This is not the time of year to be messing around in the broodnest, not in our area.


----------



## beepro (Dec 31, 2012)

Definitely not the right time since they're starting to build up now. Though I have been
swapping drawn frames with the mite infested cap brood frames since mid-Oct til now. The purpose is to
clean up the mites before the early Spring build up. Saw very little mite build up in some hives but not for the
mite bee bomb nuc hive with a high infestation rate. 
I just want to find out how the queen will react on this little laying cage experiment. Got my answer now. I think will
modify it by cutting the green cups shorter to fit in the cage slots better. By measuring with a small toothpick, found out that the
green plastic cups is 3 mm deeper. So it is too tall for the queen with a shorter abdomen to lay in. Need to make a 
correction by cutting the cups shorter definitely. Either that or buy the brown standard Nicot cups. If reusing these cups for the next
round then grafting from them should be easier since they're shorter and wider mouth now after the modification. Let's hope the queen will lay in there next time after the modification and pouring the wax in these holes. Yes, there are many nurse bees inside with her. 


Here they're:


----------



## beepro (Dec 31, 2012)

snapper1d said:


> I have tried the Nicot system and used every tip and suggestion everyone that has had success with it could give.Never got any queens to lay in mine.

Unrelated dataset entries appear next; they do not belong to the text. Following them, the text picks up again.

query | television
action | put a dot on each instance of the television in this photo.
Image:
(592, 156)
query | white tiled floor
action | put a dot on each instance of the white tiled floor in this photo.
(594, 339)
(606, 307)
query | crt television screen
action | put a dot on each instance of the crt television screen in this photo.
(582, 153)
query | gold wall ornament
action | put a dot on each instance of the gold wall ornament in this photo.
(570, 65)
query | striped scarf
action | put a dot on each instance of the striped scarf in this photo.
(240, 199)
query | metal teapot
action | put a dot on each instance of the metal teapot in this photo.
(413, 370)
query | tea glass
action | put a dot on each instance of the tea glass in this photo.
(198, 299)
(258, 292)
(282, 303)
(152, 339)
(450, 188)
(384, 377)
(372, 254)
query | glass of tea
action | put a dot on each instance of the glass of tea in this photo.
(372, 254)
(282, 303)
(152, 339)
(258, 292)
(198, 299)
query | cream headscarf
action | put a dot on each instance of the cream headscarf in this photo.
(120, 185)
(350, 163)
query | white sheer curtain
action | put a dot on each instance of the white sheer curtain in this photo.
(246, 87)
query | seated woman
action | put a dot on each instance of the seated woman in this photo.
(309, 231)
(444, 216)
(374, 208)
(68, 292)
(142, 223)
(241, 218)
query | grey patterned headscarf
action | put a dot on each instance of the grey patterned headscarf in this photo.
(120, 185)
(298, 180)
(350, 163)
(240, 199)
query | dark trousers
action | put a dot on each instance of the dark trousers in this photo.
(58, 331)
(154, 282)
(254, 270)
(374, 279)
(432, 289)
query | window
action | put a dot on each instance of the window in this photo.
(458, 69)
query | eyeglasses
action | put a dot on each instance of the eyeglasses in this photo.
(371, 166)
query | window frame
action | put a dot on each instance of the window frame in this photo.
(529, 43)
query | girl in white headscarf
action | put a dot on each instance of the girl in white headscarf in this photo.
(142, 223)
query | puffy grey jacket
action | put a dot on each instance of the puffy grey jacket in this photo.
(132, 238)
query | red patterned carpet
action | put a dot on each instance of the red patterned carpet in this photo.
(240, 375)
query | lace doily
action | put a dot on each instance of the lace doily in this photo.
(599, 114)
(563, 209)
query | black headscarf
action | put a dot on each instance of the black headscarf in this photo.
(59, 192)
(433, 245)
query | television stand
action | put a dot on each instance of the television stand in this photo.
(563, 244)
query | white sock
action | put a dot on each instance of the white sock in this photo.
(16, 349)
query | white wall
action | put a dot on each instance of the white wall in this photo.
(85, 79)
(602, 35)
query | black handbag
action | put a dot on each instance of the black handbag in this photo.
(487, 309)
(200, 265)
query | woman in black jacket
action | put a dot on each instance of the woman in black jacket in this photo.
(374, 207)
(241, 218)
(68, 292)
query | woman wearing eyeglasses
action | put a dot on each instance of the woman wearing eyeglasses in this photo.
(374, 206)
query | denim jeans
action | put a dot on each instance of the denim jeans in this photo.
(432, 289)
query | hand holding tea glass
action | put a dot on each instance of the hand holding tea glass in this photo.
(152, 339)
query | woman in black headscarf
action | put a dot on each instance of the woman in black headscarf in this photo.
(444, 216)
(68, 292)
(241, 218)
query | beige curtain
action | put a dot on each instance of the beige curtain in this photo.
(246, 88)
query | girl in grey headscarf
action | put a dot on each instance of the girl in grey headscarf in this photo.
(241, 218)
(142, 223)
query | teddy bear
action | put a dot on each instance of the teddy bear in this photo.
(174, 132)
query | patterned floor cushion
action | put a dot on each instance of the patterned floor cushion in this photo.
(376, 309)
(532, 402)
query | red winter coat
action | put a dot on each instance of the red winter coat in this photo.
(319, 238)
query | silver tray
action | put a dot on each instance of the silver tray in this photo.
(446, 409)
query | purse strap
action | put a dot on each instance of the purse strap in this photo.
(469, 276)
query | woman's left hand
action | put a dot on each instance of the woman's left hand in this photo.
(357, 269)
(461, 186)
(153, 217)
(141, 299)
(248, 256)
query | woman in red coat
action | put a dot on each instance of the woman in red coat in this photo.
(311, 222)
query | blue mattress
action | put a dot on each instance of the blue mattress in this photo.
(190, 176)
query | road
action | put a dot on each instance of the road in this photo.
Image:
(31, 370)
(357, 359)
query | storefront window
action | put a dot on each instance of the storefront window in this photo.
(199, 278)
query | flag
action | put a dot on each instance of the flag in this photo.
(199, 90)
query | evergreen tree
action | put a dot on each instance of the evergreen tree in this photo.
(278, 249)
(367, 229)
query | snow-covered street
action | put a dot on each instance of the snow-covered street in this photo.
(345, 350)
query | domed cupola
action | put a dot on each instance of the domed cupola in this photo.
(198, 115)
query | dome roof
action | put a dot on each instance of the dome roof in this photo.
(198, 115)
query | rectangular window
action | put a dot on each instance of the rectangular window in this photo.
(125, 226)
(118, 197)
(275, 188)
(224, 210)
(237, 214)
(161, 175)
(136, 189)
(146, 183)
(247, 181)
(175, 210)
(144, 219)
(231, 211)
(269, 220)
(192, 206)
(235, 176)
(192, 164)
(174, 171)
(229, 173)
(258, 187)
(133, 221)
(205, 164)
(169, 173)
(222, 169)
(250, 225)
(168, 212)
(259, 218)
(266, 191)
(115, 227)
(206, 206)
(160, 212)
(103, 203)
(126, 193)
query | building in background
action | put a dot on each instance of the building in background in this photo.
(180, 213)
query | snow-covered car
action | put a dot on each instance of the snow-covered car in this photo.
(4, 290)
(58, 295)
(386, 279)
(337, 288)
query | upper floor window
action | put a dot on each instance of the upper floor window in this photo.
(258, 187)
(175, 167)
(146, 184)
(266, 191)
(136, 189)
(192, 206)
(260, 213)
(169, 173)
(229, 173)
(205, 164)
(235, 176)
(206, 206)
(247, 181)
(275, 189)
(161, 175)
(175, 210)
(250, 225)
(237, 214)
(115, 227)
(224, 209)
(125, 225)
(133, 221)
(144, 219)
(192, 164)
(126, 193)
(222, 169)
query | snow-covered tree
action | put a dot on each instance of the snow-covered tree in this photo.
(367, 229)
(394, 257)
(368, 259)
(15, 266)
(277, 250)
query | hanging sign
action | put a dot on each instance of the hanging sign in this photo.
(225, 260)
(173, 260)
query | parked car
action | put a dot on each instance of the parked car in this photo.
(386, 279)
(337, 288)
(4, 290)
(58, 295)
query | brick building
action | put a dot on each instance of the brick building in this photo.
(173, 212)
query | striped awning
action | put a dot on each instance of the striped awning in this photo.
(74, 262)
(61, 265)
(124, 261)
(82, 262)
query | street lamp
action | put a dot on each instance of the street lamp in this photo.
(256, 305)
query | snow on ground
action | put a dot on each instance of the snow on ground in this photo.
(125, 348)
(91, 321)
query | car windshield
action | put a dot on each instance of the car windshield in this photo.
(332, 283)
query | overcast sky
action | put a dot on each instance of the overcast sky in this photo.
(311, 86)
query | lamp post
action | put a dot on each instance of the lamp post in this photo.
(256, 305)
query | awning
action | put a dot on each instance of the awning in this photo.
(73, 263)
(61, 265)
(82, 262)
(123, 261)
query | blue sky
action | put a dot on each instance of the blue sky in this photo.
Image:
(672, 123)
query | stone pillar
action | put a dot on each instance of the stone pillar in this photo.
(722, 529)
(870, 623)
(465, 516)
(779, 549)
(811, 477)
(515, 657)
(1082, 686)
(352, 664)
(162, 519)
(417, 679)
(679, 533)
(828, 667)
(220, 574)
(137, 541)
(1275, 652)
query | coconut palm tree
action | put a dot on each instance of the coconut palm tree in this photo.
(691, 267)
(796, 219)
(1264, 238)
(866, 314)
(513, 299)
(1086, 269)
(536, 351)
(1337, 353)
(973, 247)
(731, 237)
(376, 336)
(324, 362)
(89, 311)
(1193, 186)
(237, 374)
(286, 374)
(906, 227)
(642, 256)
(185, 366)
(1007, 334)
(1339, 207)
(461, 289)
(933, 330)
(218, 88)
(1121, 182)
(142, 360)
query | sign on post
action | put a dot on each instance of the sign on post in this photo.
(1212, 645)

I also have a small plastic bottle of queen juice consist of
more than 10 queens all concentrated. Do you think it will work
if I soak the cage in for a few days?
Then there is a bigger jar of the brown water from boiling the bee
wax before. Was saving it for the swarm trap one day. Maybe now that is a use for it to soak the cage in for a few days. Have you try the left over brown boiled wax water before?
When all else have failed I can try to make my own wax queen cups to fit inside these holes. Don, the fat beeman has a you tube vid to show how to wax dip for these cups. I've mastered this process already and can make any size queen cups. At least the queen can smell the wax and is familar with the scent like home. Maybe this will help her lay in better. What do you think?


----------



## Michael Palmer (Dec 29, 2006)

beepro said:


> It has been almost 2 days already. And not even a single egg laid. Because she is not laying in these cups her abdomen shrunk down. Too bad!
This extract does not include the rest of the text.